Bundesbank publishes gold bar list
On 7 October, the Deutsche Bundesbank published a list detailing its holdings of gold bars in custodian storage in Frankfurt am Main, London, Paris and New York. The list contains the bar numbers, melt or inventory numbers, the gross and fine weight as well as the fineness of the gold. The Bundesbank uses this information for the inventory management and accounting of its gold holdings.
In future, the gold bar list will be updated and published once a year on the Bundesbank's website and will list its gold bar holdings, broken down by custodian, as at the end of the preceding calendar year.
Second largest holder of gold in the world
The Bundesbank currently holds around 3,384 tonnes of gold. At the end of 2014, these gold holdings were worth approximately €107 billion. This makes Germany the second largest holder of gold in the world after the United States. These holdings account for two-thirds of Germany’s foreign reserves. The Bundesbank holds and manages the country's gold, which it keeps in storage with four custodians worldwide, as part of these reserve assets.

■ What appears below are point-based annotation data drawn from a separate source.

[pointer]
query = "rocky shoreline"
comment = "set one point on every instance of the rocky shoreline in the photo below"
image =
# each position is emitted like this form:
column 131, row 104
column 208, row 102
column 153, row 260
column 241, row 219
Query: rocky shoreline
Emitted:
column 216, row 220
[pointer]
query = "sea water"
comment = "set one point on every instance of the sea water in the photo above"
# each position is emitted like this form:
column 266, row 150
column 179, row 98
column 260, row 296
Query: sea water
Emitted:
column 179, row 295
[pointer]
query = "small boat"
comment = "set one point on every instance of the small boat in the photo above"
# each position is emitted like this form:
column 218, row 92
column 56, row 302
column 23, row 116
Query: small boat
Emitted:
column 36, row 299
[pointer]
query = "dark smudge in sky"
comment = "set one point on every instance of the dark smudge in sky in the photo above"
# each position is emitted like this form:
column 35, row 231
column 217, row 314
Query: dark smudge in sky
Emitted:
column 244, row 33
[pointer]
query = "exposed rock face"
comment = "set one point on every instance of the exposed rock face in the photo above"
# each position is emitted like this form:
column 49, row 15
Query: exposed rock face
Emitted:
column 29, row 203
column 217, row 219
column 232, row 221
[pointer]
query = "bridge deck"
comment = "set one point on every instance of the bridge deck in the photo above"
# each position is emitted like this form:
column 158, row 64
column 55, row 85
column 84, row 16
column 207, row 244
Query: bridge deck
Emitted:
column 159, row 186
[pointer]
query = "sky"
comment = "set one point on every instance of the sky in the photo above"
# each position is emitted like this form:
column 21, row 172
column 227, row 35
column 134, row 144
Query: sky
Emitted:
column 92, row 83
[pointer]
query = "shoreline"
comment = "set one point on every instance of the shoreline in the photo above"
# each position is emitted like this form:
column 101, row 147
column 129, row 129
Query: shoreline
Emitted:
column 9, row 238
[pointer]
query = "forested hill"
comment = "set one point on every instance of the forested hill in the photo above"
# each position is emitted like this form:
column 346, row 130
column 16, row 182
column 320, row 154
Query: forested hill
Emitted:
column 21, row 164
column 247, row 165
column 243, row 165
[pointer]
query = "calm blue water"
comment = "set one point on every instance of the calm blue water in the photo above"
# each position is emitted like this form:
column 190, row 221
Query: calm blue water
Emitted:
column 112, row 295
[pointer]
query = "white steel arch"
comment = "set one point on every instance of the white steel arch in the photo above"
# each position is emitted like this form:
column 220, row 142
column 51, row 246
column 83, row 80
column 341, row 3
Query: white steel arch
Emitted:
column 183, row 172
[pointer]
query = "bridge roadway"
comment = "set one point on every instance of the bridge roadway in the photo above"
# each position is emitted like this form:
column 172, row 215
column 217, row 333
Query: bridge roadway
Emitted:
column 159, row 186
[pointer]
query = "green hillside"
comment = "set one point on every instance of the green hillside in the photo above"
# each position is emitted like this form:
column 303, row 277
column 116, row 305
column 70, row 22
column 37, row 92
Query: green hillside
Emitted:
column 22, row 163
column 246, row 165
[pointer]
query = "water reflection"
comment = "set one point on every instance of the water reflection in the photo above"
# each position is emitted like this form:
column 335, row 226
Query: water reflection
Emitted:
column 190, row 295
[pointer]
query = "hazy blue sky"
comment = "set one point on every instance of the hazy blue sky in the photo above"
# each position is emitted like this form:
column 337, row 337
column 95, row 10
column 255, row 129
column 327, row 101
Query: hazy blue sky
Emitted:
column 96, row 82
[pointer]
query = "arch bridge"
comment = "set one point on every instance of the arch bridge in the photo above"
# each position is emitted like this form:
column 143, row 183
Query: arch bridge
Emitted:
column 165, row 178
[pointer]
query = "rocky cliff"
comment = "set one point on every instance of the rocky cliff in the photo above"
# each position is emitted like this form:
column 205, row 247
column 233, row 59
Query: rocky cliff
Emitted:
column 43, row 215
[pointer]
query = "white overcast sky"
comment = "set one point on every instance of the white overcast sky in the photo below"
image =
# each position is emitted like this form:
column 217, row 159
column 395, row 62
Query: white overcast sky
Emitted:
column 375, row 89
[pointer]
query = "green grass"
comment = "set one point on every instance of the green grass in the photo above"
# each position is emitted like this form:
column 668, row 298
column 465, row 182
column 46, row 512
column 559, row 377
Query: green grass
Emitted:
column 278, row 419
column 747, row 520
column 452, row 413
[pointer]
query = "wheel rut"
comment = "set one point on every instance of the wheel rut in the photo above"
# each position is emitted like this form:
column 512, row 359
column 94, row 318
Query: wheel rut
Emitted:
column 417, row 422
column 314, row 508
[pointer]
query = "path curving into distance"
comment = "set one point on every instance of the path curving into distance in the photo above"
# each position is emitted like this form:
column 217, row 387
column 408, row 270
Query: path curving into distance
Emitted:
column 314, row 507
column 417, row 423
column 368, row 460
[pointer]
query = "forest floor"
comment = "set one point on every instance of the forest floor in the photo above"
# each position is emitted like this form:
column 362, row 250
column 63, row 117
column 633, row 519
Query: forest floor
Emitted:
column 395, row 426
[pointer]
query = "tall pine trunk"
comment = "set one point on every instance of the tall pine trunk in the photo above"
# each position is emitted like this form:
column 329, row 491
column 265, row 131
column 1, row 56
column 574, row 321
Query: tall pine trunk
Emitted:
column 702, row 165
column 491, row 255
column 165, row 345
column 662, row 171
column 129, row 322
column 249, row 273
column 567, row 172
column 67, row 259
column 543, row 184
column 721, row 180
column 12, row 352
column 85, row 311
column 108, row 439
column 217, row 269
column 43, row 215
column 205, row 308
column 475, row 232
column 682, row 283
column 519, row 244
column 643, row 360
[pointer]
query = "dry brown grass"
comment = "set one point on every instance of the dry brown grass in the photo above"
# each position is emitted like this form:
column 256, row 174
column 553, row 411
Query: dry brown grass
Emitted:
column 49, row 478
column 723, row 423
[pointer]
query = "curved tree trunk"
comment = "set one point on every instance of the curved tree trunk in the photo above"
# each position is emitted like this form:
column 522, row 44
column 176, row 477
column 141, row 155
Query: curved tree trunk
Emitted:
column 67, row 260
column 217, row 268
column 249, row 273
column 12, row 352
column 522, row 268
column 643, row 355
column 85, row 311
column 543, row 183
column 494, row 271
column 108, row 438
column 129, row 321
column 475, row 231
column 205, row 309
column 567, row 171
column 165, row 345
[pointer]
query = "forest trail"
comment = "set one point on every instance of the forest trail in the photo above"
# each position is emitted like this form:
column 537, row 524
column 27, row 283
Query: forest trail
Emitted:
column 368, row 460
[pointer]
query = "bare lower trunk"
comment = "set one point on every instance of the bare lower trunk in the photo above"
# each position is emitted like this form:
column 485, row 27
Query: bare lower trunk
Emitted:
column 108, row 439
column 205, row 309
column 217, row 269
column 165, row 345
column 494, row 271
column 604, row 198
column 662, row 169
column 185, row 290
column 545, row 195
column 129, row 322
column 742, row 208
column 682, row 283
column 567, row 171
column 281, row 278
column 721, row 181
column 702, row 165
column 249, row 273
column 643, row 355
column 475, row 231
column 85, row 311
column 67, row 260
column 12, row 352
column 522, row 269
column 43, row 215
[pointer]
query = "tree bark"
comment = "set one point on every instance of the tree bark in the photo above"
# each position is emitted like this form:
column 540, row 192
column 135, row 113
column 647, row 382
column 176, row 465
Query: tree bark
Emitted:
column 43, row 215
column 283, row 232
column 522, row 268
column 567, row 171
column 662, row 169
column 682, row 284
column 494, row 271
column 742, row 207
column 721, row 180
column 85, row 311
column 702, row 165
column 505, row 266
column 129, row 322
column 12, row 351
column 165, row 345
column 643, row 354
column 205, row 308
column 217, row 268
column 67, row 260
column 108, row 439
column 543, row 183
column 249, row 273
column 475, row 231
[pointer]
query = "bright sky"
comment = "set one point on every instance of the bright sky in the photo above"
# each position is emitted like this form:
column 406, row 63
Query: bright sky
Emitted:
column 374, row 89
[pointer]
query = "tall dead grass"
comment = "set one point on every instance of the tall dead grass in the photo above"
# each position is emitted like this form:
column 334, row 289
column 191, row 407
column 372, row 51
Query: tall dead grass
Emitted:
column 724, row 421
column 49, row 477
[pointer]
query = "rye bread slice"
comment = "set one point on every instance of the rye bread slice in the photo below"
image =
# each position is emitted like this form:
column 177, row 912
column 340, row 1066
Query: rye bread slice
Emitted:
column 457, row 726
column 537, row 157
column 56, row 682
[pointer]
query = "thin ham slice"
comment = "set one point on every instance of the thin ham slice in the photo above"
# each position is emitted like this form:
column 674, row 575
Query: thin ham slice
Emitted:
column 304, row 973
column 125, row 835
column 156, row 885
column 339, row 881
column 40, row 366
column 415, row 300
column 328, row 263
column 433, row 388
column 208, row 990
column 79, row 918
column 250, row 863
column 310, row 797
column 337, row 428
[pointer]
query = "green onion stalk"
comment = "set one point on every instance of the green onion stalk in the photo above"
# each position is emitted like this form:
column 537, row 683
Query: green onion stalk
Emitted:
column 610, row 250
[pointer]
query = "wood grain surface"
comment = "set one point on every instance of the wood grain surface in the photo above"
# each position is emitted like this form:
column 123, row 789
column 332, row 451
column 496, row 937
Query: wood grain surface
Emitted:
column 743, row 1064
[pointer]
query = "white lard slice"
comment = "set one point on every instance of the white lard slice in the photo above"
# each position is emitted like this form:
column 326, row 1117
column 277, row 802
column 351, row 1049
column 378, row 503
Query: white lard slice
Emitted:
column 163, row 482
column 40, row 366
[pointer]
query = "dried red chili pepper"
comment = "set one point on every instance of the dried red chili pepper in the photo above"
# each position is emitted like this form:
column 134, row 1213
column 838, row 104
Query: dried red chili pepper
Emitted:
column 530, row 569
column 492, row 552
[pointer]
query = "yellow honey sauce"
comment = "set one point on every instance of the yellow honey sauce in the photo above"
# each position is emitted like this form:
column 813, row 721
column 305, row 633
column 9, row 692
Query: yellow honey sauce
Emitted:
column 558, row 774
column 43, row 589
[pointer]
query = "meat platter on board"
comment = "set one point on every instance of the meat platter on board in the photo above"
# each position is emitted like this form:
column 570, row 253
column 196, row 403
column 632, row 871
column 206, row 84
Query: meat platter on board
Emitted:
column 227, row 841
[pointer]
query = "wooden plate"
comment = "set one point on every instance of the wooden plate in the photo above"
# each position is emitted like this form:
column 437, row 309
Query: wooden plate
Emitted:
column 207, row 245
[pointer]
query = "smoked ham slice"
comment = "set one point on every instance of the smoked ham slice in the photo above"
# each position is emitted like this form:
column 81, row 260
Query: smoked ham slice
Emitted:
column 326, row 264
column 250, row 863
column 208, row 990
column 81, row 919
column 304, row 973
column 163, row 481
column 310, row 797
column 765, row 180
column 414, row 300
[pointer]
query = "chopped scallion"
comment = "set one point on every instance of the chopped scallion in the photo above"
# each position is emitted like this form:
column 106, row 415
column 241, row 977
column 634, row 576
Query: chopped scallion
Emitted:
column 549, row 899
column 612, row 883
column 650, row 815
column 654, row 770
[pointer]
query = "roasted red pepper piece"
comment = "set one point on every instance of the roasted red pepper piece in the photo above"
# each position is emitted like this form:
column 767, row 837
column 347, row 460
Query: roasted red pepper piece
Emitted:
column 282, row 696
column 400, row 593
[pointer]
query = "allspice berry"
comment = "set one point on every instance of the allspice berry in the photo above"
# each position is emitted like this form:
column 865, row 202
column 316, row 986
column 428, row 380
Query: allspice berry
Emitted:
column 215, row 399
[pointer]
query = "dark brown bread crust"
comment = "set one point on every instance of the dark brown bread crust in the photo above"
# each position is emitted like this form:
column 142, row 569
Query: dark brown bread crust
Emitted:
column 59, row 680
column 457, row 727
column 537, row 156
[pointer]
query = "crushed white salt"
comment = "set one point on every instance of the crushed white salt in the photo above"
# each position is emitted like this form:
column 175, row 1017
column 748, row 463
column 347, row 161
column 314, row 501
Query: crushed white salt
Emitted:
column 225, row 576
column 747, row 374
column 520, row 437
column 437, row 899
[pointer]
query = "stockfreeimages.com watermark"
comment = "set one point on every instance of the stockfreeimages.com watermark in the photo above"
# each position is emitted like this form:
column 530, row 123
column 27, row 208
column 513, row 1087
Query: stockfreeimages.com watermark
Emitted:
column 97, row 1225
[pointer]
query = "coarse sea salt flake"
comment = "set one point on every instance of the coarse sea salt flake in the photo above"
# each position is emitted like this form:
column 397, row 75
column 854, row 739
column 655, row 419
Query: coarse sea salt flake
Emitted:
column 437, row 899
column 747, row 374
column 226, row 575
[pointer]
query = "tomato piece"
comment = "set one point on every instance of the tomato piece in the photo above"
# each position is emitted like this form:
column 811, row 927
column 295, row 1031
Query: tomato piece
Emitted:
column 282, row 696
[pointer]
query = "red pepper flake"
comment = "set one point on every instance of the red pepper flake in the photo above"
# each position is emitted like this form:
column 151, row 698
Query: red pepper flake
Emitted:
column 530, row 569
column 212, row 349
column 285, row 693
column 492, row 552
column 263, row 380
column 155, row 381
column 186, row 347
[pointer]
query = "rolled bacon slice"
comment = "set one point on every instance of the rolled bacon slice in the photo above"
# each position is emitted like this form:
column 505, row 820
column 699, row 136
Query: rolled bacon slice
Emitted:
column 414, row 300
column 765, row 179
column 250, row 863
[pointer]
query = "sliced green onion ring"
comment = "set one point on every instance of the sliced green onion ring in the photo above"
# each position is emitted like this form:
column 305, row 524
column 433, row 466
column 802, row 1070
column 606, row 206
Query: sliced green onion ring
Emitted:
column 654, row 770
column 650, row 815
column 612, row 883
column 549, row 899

As the Bundesbank neither buys nor sells gold, with the exception of the gold that is sold to the Federal Ministry of Finance every year for the purpose of minting gold coins, Germany's gold holdings have remained virtually constant. In recent years, these sales of gold to the Federal Ministry of Finance have resulted in a reduction in Germany's gold holdings by between three and six tonnes per year.
Storage of the gold
As at 31 December 2014, 35 percent of Germany's gold holdings were in storage in Frankfurt am Main, 43 percent in New York, 13 percent in London and the remaining 9 percent in Paris.
This distribution of Germany's gold reserves will, however, be changing in future.
"By 2020 at the latest, half of Germany's gold reserves will be stored in Germany," said Bundesbank Executive Board member Carl-Ludwig Thiele. To this end, since 2013 the Bundesbank has been successively relocating 374 tonnes of gold from Paris and 300 tonnes of gold from New York to Frankfurt am Main. This means that, in future, 50 percent of Germany's gold reserves will be in storage in Germany, 37 percent at the US Federal Reserve Bank and 13 percent at the Bank of England. As France, like Germany, is a euro-area member state, all gold reserves currently held in custodian storage at the Bank of France will be transferred to Germany during the relocation process.